Context & Cultural Meaning
In everyday Yoruba speech, this line surfaces in moments of economic irony: long hours, heavy responsibility, endless movement — yet no financial progress.
It may be spoken jokingly among friends, muttered in self-reflection, or used as social commentary on systems that consume labour without yielding dignity or reward.
Culturally, it reflects a deep awareness that busyness is not the same as prosperity — and that effort alone is not proof of progress.
Moral Reflection
Labour without reward eventually corrodes morale.
This saying quietly questions systems, arrangements, and expectations that normalise exhaustion while withholding compensation. It refuses to glorify suffering and challenges the lie that hard work always pays.

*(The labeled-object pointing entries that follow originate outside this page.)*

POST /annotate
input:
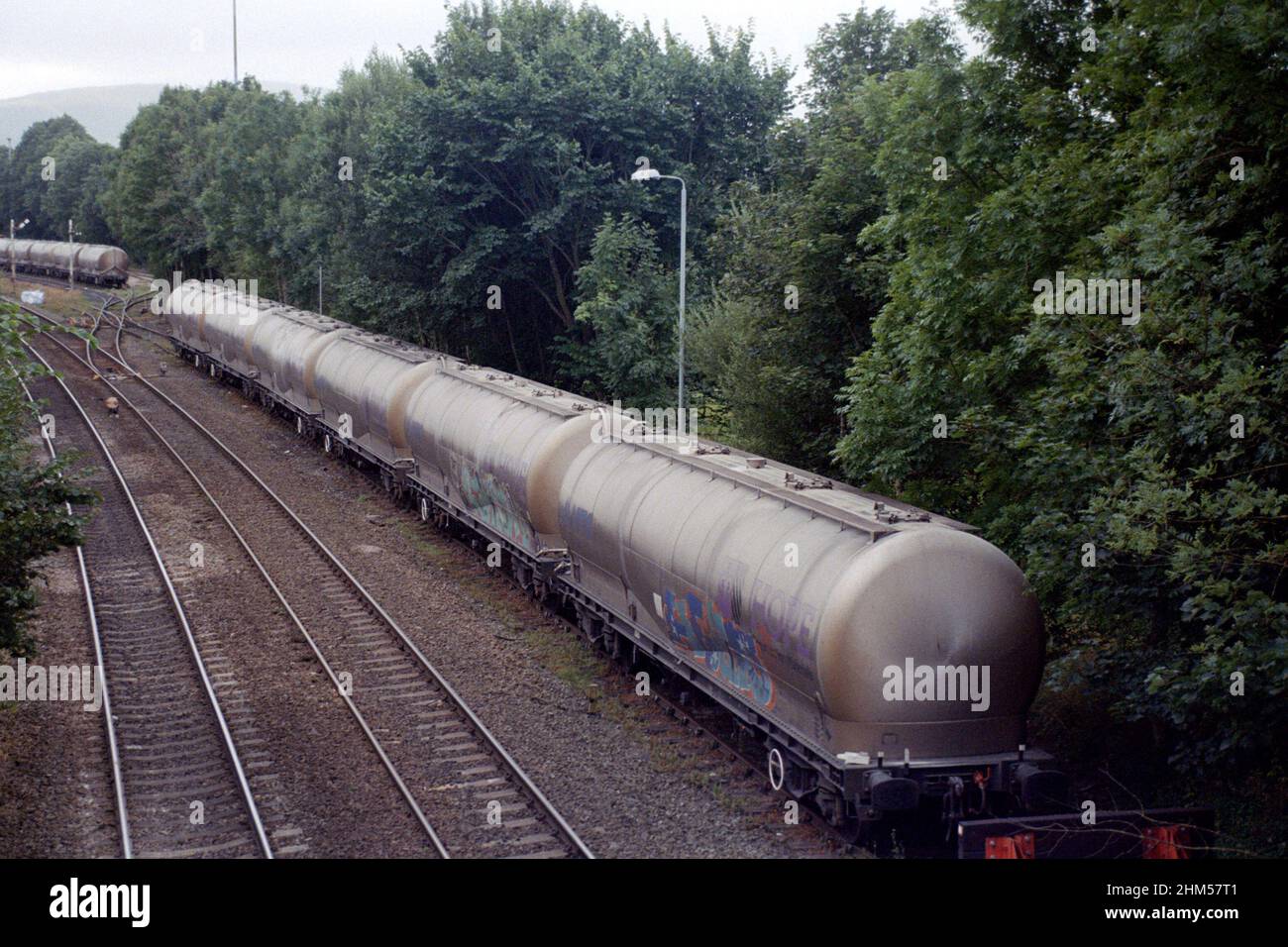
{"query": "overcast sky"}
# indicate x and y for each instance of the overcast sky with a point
(63, 44)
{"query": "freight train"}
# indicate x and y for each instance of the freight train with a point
(885, 656)
(94, 263)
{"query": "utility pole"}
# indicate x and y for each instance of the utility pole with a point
(71, 256)
(13, 250)
(645, 174)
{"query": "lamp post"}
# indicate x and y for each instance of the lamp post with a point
(645, 174)
(13, 263)
(71, 256)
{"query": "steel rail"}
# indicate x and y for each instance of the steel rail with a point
(526, 783)
(244, 784)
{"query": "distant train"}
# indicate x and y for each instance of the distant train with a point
(94, 263)
(885, 656)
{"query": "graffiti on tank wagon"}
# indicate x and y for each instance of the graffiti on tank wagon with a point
(781, 622)
(716, 642)
(488, 499)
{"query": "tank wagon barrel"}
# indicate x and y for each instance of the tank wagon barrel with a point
(95, 263)
(885, 655)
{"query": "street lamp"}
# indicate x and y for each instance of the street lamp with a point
(645, 174)
(71, 256)
(13, 264)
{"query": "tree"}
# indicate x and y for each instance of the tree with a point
(1134, 470)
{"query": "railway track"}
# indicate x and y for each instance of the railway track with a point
(171, 755)
(467, 791)
(704, 735)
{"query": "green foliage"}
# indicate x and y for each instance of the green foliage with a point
(1072, 429)
(56, 171)
(798, 287)
(627, 315)
(34, 519)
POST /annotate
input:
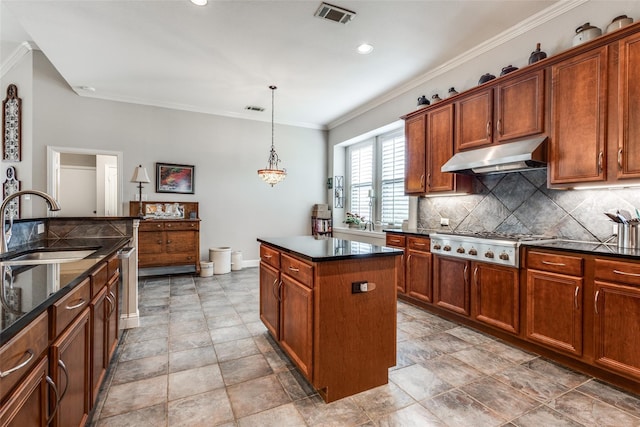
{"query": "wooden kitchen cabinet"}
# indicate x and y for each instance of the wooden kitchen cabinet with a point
(415, 155)
(296, 335)
(70, 368)
(511, 109)
(398, 241)
(628, 153)
(451, 284)
(617, 316)
(579, 118)
(496, 296)
(418, 269)
(28, 406)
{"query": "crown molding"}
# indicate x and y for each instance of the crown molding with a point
(528, 24)
(15, 56)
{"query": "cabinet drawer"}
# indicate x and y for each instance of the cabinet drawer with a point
(297, 269)
(618, 271)
(270, 256)
(555, 263)
(181, 225)
(418, 244)
(396, 241)
(22, 352)
(151, 225)
(65, 310)
(99, 279)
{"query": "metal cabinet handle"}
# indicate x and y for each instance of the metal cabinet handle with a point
(600, 157)
(66, 376)
(626, 274)
(620, 158)
(559, 264)
(55, 390)
(73, 307)
(19, 366)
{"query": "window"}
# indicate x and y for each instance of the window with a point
(378, 165)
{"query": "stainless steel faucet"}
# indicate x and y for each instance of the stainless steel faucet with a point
(6, 235)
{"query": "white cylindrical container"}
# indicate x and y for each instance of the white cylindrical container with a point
(221, 258)
(236, 260)
(206, 268)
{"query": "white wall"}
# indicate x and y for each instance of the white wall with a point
(236, 207)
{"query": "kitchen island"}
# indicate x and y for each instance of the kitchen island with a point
(331, 306)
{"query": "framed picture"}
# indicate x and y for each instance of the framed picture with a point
(172, 178)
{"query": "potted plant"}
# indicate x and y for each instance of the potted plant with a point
(354, 220)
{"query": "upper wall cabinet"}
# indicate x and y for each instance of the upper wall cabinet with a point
(511, 109)
(628, 154)
(429, 144)
(579, 117)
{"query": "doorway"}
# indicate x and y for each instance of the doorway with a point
(86, 182)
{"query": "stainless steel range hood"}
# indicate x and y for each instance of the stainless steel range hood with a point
(510, 157)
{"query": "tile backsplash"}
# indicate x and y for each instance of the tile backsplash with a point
(520, 202)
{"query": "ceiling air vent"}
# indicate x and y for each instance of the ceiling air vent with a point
(334, 13)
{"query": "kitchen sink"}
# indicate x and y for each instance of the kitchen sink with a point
(48, 257)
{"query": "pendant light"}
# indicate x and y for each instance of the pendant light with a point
(271, 174)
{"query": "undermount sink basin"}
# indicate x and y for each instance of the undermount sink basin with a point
(49, 257)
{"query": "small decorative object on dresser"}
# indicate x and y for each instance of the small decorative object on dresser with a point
(11, 126)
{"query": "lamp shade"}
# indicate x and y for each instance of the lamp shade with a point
(140, 175)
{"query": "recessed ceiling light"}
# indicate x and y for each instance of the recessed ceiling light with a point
(365, 48)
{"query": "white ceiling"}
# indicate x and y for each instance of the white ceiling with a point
(222, 57)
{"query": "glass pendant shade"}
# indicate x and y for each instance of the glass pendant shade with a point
(271, 174)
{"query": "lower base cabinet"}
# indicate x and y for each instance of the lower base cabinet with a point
(28, 406)
(70, 368)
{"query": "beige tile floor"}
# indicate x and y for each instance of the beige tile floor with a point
(203, 358)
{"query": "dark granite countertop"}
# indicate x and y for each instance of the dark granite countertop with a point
(328, 249)
(592, 248)
(41, 285)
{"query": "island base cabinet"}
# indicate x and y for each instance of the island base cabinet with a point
(70, 369)
(296, 335)
(28, 405)
(354, 333)
(617, 328)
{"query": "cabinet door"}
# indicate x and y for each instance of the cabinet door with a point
(296, 333)
(617, 327)
(415, 155)
(70, 368)
(497, 296)
(554, 310)
(439, 149)
(270, 298)
(98, 340)
(113, 299)
(419, 275)
(451, 284)
(474, 120)
(28, 405)
(151, 242)
(520, 107)
(628, 155)
(578, 118)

Sometimes, the most honest wisdom is simply naming what is wrong.
Application
The saying resonates widely:
-
In employment where the workload expands but wages stagnate
-
In entrepreneurship, where effort precedes return for too long
-
In a ministry or service where sacrifice is assumed but unsupported
-
In relationships where one gives endlessly and receives little
It becomes a mirror, asking whether effort is being honoured — or merely exploited.
Broad Theme
Effort without reward
Supporting Themes
- Economic frustration
- The limits of hard-work idealism
- Invisible labour
- Social satire
- Truth-telling through humour
Closing Reflection
Work that produces no return may still be honest — but it is not sustainable.
“Iṣẹ́ la rí, a kò r’ówó” reminds us that effort deserves outcome, and that naming imbalance is the first step toward correcting it.